El kirchnerista continuaba esta noche las gestiones para sancionar la ley antidespidos, pero seguía sin llegar a los 129 que hacen falta para empezar la sesión.

La esperanza estaba en quebrar a varios diputados del Frente Renovador, pero el único que confirmó que se sentará en su banca es Héctor Daer, del gremio de sanidad.

Como todos los sindicatos quiere sancionar cuanto antes la ley aprobada en el Senado, que prohibe los despidos por 6 meses y reserva la opción de doble indemnización si el empleado acepta irse.

Se especula que haría lo propio el camionero Gustavo Taboada, de Chubut, pero no se lo ratificó a nadie. También hay expectativas en Cecilia Moreau, la santiagueña Mariana Morales y la avellanedense Mónica Litza, pero no dieron señales.

Massa convocó a todos a las 9.30 a una reunión de bloque, pero en el dictamen que presentó hoy Marco Lavagna quedaron plasmados algunos consensos para complicar al kirchnerismo, que hasta la noche insistía en contar con 6 votos de los renovadores.

Además de la firma de Facundo Moyano y la sindicalista Carla Pitiot, para enterrar suspicacias, está la de Felipe Solá, la cordobesa Adriana Nazario (esposa de José Manuel de la Sota) y Eduardo Fabiani, uno de los cuatro miembros del Juntos por Argentina, el bloque de Darío Giustozzi.

Como en las épocas de Cristina Kirchner en la Casa Rosada salió a buscar quórum Teresa García, histórica secretaria parlamentaria del FpV, aunque esta vez fue asistida por Luis Basterra y José Luis Gioja, flamante presidente del PJ y viejo conocedor de la dirigencia peronista.

García contaba a los 82 propios (sumados los 3 aliados: Juan Pereyra, Carlos Heller y el metalúrgico Oscar Martínez), a los 17 del bloque peronista, 4 del Frente de Izquierda y algunos monobloques como Alcira Argumedo, de Proyecto Sur y el canillita Omar Plaini.

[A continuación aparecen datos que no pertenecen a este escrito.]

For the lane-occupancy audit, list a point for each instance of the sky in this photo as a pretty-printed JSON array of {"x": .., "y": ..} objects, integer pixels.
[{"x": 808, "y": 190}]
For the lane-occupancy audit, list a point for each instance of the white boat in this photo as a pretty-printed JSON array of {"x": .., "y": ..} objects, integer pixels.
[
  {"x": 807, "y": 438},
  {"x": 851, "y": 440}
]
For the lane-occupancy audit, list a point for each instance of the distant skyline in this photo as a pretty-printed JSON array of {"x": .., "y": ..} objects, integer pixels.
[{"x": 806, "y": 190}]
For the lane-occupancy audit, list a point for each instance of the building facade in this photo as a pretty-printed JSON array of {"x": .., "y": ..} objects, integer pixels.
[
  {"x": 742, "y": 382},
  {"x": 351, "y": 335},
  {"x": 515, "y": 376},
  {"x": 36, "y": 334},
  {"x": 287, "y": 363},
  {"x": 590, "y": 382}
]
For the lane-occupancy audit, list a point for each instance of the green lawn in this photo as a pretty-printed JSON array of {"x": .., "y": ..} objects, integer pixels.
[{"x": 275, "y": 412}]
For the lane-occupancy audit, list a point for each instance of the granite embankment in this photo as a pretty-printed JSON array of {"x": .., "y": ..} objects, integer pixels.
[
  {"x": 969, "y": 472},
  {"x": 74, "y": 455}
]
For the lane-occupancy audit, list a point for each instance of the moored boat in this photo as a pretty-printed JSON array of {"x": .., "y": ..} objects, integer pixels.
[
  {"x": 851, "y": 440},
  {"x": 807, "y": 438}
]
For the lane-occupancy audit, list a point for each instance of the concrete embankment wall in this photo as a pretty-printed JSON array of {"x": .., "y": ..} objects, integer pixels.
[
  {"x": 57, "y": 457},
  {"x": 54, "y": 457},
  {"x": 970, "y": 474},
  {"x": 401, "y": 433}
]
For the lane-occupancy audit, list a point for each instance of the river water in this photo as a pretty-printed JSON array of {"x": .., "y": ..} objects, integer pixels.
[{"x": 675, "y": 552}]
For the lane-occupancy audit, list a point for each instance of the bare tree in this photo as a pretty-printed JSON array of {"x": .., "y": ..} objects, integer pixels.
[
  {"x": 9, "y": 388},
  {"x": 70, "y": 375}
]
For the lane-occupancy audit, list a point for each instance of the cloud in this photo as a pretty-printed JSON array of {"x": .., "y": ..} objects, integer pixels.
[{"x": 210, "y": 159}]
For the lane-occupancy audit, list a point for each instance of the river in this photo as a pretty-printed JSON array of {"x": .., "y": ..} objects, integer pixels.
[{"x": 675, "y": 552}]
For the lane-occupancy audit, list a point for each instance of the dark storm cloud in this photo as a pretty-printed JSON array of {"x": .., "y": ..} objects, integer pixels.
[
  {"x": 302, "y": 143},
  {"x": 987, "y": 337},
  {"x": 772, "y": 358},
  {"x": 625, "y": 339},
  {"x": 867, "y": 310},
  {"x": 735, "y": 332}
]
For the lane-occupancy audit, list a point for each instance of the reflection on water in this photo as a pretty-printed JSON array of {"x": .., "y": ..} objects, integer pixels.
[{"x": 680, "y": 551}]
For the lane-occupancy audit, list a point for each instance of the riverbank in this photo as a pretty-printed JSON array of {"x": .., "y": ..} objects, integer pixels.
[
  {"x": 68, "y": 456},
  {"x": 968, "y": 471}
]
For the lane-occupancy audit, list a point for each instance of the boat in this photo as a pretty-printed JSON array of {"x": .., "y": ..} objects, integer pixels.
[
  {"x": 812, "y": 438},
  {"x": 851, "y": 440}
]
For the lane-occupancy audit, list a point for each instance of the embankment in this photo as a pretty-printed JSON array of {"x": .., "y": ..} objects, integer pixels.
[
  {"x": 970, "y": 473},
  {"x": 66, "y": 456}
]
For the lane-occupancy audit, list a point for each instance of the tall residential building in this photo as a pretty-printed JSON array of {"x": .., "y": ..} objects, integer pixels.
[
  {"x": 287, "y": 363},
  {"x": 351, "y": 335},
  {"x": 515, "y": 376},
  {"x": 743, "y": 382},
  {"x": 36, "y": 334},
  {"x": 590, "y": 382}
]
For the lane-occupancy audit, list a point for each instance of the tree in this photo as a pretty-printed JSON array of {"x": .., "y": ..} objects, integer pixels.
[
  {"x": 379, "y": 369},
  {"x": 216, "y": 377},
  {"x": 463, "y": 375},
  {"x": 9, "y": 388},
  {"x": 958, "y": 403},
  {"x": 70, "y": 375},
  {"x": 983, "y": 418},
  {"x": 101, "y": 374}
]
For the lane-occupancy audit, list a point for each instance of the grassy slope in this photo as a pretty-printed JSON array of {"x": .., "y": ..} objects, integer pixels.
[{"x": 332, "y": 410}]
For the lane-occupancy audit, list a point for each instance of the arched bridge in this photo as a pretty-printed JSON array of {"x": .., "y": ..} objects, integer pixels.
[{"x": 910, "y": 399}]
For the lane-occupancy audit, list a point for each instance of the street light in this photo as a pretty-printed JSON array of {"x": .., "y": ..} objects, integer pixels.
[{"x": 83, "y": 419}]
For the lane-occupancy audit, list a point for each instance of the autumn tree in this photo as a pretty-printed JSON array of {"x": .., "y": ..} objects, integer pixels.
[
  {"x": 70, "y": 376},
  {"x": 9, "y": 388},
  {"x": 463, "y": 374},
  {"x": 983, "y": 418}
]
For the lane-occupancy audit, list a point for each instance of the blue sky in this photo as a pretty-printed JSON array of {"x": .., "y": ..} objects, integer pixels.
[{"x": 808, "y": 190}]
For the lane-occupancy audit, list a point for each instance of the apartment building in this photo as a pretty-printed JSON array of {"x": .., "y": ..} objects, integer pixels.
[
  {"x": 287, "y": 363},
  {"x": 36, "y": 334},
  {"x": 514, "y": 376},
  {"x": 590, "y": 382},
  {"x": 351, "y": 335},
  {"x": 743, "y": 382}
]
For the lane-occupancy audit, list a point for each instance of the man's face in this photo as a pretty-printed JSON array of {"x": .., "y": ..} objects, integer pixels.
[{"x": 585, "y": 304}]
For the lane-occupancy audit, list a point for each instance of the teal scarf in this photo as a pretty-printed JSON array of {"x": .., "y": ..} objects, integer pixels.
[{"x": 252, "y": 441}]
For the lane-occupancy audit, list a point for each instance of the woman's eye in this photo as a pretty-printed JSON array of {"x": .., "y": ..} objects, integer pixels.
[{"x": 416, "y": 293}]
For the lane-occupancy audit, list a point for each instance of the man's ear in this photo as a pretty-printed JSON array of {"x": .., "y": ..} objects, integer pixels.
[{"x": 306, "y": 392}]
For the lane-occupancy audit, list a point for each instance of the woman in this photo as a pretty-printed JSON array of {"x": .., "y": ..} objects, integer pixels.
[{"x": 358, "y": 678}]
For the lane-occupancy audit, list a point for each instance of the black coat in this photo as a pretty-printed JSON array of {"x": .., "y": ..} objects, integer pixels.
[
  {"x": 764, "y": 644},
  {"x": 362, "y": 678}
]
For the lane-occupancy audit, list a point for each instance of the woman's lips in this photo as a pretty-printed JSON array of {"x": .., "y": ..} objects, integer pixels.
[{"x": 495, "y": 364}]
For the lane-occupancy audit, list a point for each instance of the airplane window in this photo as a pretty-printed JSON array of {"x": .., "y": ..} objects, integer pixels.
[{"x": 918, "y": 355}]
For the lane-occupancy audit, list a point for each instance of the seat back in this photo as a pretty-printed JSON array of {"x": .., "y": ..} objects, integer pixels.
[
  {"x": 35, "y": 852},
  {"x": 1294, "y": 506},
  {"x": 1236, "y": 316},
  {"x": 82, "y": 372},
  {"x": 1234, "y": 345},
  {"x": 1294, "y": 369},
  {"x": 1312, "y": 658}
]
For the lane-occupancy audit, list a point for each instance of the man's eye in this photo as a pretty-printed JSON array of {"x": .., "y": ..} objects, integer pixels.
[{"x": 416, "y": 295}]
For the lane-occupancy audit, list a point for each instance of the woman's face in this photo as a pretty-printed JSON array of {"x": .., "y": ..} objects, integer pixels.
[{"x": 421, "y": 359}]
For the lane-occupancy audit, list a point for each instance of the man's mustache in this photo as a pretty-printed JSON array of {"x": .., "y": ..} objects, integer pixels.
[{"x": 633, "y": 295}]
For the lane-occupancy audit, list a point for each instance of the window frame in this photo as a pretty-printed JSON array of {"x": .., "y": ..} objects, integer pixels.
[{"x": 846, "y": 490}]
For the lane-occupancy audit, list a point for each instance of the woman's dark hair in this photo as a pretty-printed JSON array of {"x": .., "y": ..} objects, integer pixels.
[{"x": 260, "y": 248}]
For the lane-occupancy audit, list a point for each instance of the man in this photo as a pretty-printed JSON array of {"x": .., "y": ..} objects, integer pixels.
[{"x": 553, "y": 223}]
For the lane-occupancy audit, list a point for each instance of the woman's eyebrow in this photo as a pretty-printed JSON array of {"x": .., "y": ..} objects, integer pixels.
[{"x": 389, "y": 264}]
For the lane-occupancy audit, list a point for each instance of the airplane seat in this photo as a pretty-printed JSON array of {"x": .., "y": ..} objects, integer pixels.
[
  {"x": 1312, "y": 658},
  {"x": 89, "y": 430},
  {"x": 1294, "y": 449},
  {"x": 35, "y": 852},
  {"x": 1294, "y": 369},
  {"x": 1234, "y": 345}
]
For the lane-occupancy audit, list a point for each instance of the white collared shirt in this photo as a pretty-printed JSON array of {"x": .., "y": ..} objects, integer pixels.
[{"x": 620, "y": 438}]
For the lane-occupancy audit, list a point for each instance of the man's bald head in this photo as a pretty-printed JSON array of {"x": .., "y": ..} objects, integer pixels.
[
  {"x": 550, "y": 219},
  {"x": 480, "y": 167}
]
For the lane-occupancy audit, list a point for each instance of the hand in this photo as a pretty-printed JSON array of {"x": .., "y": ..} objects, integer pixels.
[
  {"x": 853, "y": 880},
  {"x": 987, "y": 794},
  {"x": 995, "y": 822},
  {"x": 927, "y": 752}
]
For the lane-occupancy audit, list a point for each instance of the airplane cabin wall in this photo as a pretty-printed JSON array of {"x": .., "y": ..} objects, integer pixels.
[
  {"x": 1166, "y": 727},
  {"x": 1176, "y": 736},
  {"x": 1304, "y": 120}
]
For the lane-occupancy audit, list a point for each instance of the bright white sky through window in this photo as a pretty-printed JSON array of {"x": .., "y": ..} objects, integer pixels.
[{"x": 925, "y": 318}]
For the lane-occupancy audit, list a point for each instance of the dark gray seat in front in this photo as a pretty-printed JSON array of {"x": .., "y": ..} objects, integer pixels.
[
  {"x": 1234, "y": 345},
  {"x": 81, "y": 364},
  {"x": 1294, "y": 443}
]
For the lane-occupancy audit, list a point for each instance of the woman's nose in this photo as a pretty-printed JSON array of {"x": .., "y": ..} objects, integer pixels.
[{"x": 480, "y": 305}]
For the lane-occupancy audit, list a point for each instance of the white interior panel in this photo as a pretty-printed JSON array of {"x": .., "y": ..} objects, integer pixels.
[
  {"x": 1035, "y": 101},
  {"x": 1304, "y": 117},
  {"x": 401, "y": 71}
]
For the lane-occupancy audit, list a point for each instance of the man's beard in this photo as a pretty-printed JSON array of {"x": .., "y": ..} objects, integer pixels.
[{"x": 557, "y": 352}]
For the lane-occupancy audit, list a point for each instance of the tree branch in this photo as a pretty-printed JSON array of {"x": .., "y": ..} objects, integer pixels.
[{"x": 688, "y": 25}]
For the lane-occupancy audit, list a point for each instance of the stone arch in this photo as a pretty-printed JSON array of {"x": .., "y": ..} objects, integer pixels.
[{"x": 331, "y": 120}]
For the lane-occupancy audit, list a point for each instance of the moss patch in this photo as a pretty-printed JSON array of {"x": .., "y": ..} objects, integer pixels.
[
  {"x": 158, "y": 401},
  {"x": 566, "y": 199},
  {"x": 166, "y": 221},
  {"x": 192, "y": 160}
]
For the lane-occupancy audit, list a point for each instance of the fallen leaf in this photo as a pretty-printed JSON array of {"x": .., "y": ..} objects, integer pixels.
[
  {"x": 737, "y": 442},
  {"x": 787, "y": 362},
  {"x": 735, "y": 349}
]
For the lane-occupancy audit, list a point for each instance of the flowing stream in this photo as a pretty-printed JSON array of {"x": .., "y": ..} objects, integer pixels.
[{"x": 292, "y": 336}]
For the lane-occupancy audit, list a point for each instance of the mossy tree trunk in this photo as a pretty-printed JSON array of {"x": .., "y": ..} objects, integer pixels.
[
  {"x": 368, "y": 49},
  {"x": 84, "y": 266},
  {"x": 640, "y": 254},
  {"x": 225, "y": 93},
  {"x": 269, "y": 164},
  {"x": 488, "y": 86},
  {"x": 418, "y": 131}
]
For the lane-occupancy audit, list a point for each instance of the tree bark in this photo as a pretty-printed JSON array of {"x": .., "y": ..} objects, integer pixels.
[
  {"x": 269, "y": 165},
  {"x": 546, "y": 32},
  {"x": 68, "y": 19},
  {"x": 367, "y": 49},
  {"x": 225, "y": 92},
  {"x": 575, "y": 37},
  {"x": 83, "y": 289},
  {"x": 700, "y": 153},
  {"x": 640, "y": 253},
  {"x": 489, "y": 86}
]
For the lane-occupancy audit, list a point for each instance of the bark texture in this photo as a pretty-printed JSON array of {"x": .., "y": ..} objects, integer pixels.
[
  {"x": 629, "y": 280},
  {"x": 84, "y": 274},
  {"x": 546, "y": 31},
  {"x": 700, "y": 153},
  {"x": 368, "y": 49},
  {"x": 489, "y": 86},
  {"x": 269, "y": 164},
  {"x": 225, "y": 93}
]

También confían en el cordobés Ramón Bernabey, la sanjuanina Graciela Caselles y el camionero de San Juan Enrique Castro Molina. Los 4 socialistas firmaron un dictamen propio pero darán quórum junto a los 3 de Libres del Sur, pero faltará Margarita Stolbizer, de viaje en Madrid, donde su hijo juega al básquet.

Aun si este plan no falla en nada, algo siempre difícil de asegurar, no sería suficiente para llegar a los 129 y no parece fácil sumar a otros diputados, porque todos especulan.

Las fichas estaban puestas en los bloques provinciales pero, rápidos de reflejos, la mayoría aprovechó la ocasión para negociar apagar el teléfono del Congreso y llamar a la Casa Rosada, donde sobran cuentas pendientes con sus provincias.

Sobre todo porque si la sesión especial fracasa el miércoles habrá una ordinaria donde la ley antidespidos se tratará, porque si la mayoría de los bloques lo piden será la única manera que tendrá Emilio Monzó de abrir el recinto.

Y Cambiemos necesita cuanto antes mostrar leyes sobre temas sensibles como la baja del IVA a alimentos o la ley de información pública.

Massa apuesta a bajar ese día, sancionar este paquete y dejar avanzar la ley antidespidos, ya sea con su propuesta para que vuelva al Senado con cambios o, si no encuentra consenso, como vino de esa Cámara. Cree que ya no será una victoria kirchnerista.

Los principales especuladores para mañana son los 6 de Santiago del Estero y los 3 San Luis, quienes de sumarse dejar la sesión a tiro del quórum.

Sus referentes son los senadores Gerardo Zamora y Adolfo Rodríguez Saá, quienes aprobaron la ley antidespidos cuando se trató en la Cámara alta. No sería la primera vez que desorienten con votaciones cruzadas entre las Cámaras, vieja estrategia para negociar con el Gobierno de turno.

“Si ellos juntan el quórum nos sentamos. Sino no”, habrían respondido los santiagueños, ante una consulta del Frente Renovador.

Los puntanos no daban señales de vida y Gioja logró llegar a ellos con su voluminosa agenda. Pero no tuvo respuestas.

Sería el mismo caso que los dos del Movimiento Popular Neuquino y el par de chubutense que reporta a Mario Das Neves.

Monzó pasó su día en el despacho punteando votos, acompañado de Sebastián García de Luca, viceministro del Interior, cuyo jefe Rogelio Frigerio tiene la misión de contener a los gobernadores.

Hay varios diputados sin jefe que esperaban un gesto, como el puntano Claudio Poggi, la sanjuanina Ana Copes o el salteño Alfredo Olmedo, quien alguna vez dijo que jamás dejará de dar quórum. Habrá que ver si cumple.